Active manifolds, stratifications, and convergence to local minima in nonsmooth optimization

TL;DR

This paper demonstrates that the subgradient method converges only to local minima for a broad class of nonsmooth functions, using a geometric interpretation and new regularity conditions in nonsmooth analysis.

Contribution

It introduces a geometric framework interpreting nonsmooth dynamics as Riemannian gradient flows on submanifolds, extending stratification conditions and convergence analysis.

Findings

Subgradient method converges only to local minima on definable Lipschitz functions.

New regularity conditions in nonsmooth analysis parallel classical stratification conditions.

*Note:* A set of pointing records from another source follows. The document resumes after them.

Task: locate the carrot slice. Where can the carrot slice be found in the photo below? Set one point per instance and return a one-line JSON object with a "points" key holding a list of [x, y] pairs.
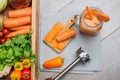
{"points": [[66, 35], [19, 32], [90, 16], [21, 27], [53, 32]]}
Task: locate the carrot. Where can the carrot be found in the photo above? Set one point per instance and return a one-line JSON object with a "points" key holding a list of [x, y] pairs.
{"points": [[66, 35], [20, 12], [15, 22], [19, 32], [102, 16], [90, 16], [61, 46], [53, 32], [54, 63], [21, 27]]}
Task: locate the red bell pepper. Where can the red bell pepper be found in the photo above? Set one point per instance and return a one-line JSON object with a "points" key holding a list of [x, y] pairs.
{"points": [[26, 74]]}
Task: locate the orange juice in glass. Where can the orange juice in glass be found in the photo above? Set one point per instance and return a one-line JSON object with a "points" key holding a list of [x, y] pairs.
{"points": [[91, 21]]}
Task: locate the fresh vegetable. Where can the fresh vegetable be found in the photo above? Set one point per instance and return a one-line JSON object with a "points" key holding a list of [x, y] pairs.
{"points": [[1, 67], [21, 27], [53, 32], [1, 34], [15, 75], [18, 66], [20, 12], [17, 49], [26, 74], [61, 45], [88, 13], [1, 22], [54, 63], [18, 4], [19, 32], [2, 40], [3, 4], [102, 16], [16, 22], [26, 63], [66, 35], [5, 31]]}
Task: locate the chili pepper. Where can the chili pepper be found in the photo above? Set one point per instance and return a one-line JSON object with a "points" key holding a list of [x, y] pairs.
{"points": [[18, 66], [54, 63], [26, 74], [15, 75], [26, 63]]}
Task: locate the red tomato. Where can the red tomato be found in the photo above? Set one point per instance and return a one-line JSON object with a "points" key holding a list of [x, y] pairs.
{"points": [[2, 40], [5, 31], [1, 34]]}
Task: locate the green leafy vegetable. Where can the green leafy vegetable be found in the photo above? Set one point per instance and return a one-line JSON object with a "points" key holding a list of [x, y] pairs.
{"points": [[15, 50]]}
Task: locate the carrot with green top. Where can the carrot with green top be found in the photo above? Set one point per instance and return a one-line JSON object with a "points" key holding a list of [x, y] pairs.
{"points": [[54, 63], [19, 32], [20, 12], [21, 27], [15, 22]]}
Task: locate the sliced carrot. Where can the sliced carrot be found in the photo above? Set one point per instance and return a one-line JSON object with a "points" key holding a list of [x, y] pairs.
{"points": [[20, 12], [61, 45], [54, 63], [53, 32], [88, 12], [66, 35], [19, 32], [21, 27], [15, 22]]}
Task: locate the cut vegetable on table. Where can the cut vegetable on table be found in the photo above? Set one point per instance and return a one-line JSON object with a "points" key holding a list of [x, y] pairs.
{"points": [[60, 35], [54, 63]]}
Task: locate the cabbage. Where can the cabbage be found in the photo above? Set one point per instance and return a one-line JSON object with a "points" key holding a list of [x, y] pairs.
{"points": [[3, 4]]}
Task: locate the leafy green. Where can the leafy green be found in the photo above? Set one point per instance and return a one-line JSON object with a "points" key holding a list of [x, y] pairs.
{"points": [[15, 50]]}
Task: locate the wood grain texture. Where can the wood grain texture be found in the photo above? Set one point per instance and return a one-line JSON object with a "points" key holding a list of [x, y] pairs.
{"points": [[110, 37]]}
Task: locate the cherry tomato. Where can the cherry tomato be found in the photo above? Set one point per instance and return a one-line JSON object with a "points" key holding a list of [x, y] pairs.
{"points": [[1, 34], [5, 31], [2, 40], [7, 38]]}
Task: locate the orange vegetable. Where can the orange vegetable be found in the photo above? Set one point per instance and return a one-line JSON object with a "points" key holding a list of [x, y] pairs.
{"points": [[102, 16], [54, 63], [66, 35], [15, 22], [18, 66], [53, 32], [61, 45], [19, 32], [26, 63], [15, 75], [21, 27], [88, 12], [20, 12]]}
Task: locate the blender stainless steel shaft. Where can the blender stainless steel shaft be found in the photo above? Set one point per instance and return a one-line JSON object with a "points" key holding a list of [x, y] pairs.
{"points": [[82, 57]]}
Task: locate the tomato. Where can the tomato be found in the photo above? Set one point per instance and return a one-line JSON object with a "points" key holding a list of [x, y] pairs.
{"points": [[5, 31], [2, 40], [1, 34]]}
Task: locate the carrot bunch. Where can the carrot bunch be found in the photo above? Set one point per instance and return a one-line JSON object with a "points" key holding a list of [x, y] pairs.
{"points": [[18, 21]]}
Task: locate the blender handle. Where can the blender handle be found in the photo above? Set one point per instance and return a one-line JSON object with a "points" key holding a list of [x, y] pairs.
{"points": [[65, 70]]}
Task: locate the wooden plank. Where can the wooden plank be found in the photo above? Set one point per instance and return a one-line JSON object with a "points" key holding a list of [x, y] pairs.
{"points": [[35, 28]]}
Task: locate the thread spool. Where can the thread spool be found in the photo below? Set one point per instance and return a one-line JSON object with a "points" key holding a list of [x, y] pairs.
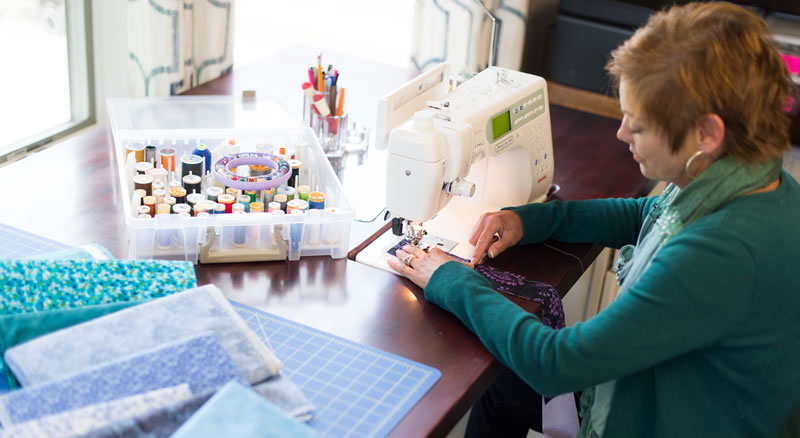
{"points": [[245, 201], [303, 191], [167, 156], [316, 200], [150, 154], [143, 182], [179, 193], [227, 200], [194, 198], [281, 200], [142, 167], [192, 183], [213, 193], [191, 164], [137, 150]]}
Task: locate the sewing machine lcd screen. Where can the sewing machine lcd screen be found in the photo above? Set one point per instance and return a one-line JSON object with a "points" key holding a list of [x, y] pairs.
{"points": [[501, 124]]}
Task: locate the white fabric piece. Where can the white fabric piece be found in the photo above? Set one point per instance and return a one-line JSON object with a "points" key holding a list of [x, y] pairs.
{"points": [[459, 32], [139, 328], [80, 421]]}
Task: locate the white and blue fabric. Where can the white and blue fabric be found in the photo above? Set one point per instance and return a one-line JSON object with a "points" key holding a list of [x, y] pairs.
{"points": [[199, 361], [235, 411], [140, 328], [459, 32], [175, 45], [80, 421]]}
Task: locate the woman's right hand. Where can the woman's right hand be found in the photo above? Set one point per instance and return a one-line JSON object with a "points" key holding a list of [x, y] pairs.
{"points": [[495, 232]]}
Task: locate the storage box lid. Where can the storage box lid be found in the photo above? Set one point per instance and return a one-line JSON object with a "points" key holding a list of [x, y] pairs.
{"points": [[197, 112]]}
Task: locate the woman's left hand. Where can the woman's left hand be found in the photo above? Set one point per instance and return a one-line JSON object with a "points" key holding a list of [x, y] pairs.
{"points": [[418, 265]]}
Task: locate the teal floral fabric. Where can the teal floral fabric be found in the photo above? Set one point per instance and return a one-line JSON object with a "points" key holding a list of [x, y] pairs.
{"points": [[39, 285]]}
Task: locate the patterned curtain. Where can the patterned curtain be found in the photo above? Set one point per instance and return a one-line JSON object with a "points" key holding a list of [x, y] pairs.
{"points": [[175, 45], [459, 31]]}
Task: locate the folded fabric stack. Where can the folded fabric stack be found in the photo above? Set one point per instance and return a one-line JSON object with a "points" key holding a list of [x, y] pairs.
{"points": [[142, 370], [38, 285]]}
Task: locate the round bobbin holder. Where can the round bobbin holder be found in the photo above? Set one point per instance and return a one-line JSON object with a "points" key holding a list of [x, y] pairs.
{"points": [[282, 171]]}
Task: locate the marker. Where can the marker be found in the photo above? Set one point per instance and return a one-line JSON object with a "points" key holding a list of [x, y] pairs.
{"points": [[227, 200], [281, 199], [150, 203], [213, 193], [179, 193], [137, 150], [321, 105], [303, 191], [144, 182], [150, 154], [316, 200], [192, 183], [142, 167]]}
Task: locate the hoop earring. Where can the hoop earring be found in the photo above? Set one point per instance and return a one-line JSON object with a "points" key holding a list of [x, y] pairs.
{"points": [[689, 163]]}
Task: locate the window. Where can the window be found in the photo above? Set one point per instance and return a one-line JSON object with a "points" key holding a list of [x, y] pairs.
{"points": [[45, 81]]}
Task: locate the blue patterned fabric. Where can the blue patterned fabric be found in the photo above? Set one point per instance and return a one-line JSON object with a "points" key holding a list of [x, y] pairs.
{"points": [[139, 328], [97, 416], [236, 411], [37, 285], [199, 361]]}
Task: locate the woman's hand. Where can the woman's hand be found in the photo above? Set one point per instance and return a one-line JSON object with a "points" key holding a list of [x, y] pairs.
{"points": [[418, 265], [495, 232]]}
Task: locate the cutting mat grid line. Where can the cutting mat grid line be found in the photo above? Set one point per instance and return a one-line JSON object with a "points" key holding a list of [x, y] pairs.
{"points": [[359, 391]]}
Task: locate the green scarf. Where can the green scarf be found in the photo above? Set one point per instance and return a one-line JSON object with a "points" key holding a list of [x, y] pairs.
{"points": [[723, 181]]}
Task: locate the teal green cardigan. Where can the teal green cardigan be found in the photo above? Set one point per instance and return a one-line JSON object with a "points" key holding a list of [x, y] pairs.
{"points": [[706, 344]]}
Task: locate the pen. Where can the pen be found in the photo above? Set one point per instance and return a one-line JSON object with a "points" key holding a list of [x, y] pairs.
{"points": [[319, 73], [311, 75], [340, 108]]}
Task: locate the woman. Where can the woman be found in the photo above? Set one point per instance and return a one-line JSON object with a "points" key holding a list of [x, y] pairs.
{"points": [[704, 336]]}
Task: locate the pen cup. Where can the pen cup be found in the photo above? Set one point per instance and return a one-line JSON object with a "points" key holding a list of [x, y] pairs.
{"points": [[332, 133]]}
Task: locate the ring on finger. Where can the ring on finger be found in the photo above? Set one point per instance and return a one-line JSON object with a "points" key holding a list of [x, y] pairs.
{"points": [[407, 259]]}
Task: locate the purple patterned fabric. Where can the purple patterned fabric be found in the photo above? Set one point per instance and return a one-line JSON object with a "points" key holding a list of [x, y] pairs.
{"points": [[514, 284]]}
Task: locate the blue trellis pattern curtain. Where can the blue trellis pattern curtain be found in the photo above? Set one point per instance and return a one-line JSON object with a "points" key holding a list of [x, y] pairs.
{"points": [[459, 31], [175, 45]]}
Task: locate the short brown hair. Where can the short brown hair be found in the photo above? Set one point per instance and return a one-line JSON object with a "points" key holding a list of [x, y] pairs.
{"points": [[704, 58]]}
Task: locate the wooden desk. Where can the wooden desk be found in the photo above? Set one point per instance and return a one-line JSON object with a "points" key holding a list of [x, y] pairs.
{"points": [[69, 193]]}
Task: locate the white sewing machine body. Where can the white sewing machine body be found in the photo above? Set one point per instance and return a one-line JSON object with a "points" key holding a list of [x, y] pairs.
{"points": [[454, 156]]}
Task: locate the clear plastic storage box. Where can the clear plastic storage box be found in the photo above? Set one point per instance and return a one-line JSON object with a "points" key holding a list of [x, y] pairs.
{"points": [[181, 124]]}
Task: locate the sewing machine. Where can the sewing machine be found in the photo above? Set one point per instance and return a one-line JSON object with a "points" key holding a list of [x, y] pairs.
{"points": [[456, 154]]}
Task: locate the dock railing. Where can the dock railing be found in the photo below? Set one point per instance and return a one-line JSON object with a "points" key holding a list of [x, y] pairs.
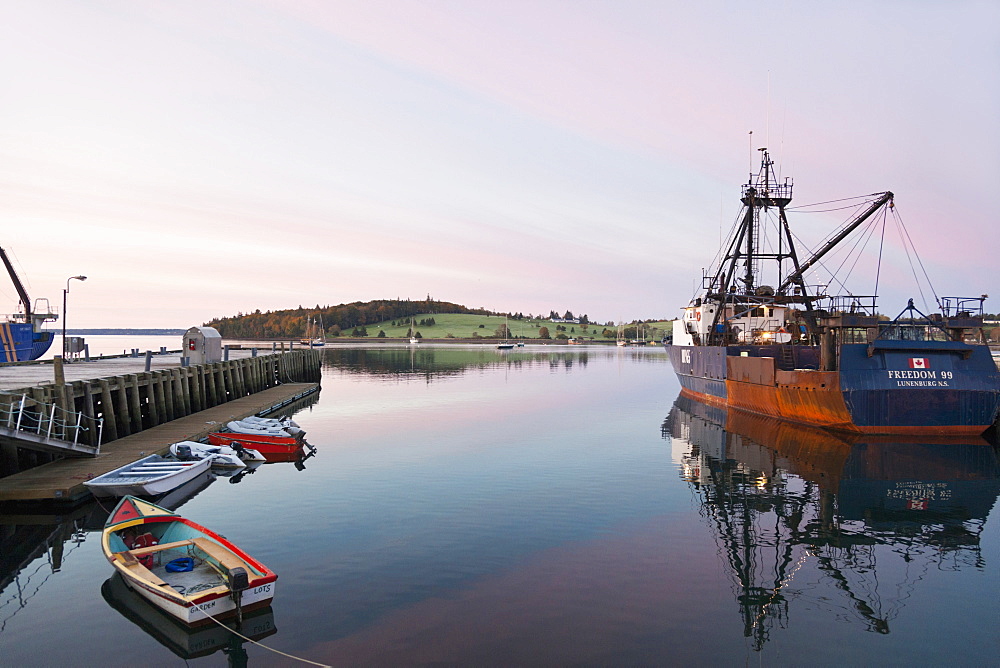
{"points": [[62, 430]]}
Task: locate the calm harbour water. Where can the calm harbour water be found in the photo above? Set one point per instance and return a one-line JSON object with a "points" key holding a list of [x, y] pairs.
{"points": [[551, 505]]}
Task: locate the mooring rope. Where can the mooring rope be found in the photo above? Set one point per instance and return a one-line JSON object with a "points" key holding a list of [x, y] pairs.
{"points": [[276, 651]]}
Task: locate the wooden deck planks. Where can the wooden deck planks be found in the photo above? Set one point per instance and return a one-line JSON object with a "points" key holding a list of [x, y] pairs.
{"points": [[63, 480]]}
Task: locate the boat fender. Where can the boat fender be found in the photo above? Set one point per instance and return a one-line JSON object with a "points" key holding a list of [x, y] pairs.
{"points": [[180, 565]]}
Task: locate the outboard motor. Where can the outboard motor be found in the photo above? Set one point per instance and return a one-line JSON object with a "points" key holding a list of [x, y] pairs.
{"points": [[238, 581]]}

Extended stochastic process techniques to analyze nonsmooth optimization dynamics.

Abstract

We show that the subgradient method converges only to local minimizers when applied to generic Lipschitz continuous and subdifferentially regular functions that are definable in an o-minimal structure. At a high level, the argument we present is appealingly transparent: we interpret the nonsmooth dynamics as an approximate Riemannian gradient method on a certain distinguished submanifold that captures the nonsmooth activity of the function. In the process, we develop new regularity conditions in nonsmooth analysis that parallel the stratification conditions of Whitney, Kuo, and Verdier and extend stochastic processes techniques of Pemantle.